There are, in my opinion, two teams in major league baseball that are just head-and-shoulders above the competition at this point. The Red Sox are 23 games over .500 and, with the acquisition of Eric Gagne and the return of Curt Schilling, that record will likely only improve over the final 50 or so games of the regular season. The Anaheim Angels (or LA Angels of Anaheim to the assholes who insist on getting it wrong) are the only team that is on that level, and is only 2.5 games behind Boston for the best record in baseball. While virtually no one has noticed, the Angels are becoming a perennial power in the west, and this could be the fourth time in six years they finish the season with over 90 wins (the other two were an 89 win season and a 77-85 tank job after the World Series season). With these teams representing the class of the AL, lets look at a few teams from the other side that are making a move toward the postseason.
Less than two weeks ago, following a 6-2 loss to the Cubs, the Arizona Diamondbacks were treading water at 50-48. Now they are surging, leading the NL West at 60-49. What has been the difference? Starting pitching. The D’Backs haven’t scored 10+ runs in any of the eleven games during this 10-1 tear, but they’ve gotten two shutout performances from Brandon Webb and another from Yusmeiro Petit. The D’Backs have six games remaining against the Giants, six against the Pirates, three against the Nationals and three against the Marlins. Look for the boys from the desert to represent the NL West in October.
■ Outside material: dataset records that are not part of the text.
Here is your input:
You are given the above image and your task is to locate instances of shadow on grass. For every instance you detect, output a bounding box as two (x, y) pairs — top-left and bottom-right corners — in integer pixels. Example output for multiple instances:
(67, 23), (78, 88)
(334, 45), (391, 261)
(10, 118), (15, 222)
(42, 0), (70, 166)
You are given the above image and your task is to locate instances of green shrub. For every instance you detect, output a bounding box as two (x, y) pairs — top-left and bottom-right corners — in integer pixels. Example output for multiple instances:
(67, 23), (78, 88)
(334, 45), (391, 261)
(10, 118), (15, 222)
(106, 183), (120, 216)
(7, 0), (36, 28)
Did someone mention the Cubs? That would be, the first place Cubs. Unbelievable when one considers how bad things were looking before (and during) the Barrett – Zambrano fight. But they’ve done it. And when you look at their lineup, it really was only a matter of time. Alfonso Soriano is streaky, but he’s a great player, as are Derek Lee and Aramis Ramirez. The team is loaded with talent, and if the pitching of Ted Lilly, Jason Marquis, Rich Hill and Zambrano can stay healthy, this is a dangerous post season contender. I mean really, do you think the Brewers aren’t going to fold like a map?
Speaking of maps, which way is Queens? I ask only because I’d like to find the Metropolitans, who are definitely the closest team in the NL to the class that the Angels and Red Sox are in. Consider that the left side of their infield is not only the best in the NL (which says a good amount), but probably the best in New York (which says a TON). Beyond Reyes and Wright, a lineup including Paul Lo Duca, Carlos Delgado, and Carlos Beltran can put up 15 runs in any game. Throw in a rotation of Tom Glavine, El Duque, John Maine, and Jorge Sosa, and the Mets are definitely the favorite in the NL.
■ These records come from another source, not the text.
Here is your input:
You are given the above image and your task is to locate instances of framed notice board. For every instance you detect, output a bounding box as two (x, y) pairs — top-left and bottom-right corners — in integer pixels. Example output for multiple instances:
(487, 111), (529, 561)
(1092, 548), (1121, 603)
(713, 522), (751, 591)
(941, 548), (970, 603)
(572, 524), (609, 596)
In the Wild Card, who knows. I’d guess the Dodgers will take it, but the Braves, Brewers and Padres are in the mix as well. Personally, I’d like to see the 10,003 loss (or whatever) Phillies make it just to stick it to ESPN and everyone else who’s put together a montage of their century-long futility. Who knows, maybe we’ll have a Cubs-Phils NLCS, in a pennant battle between the true lovable losers.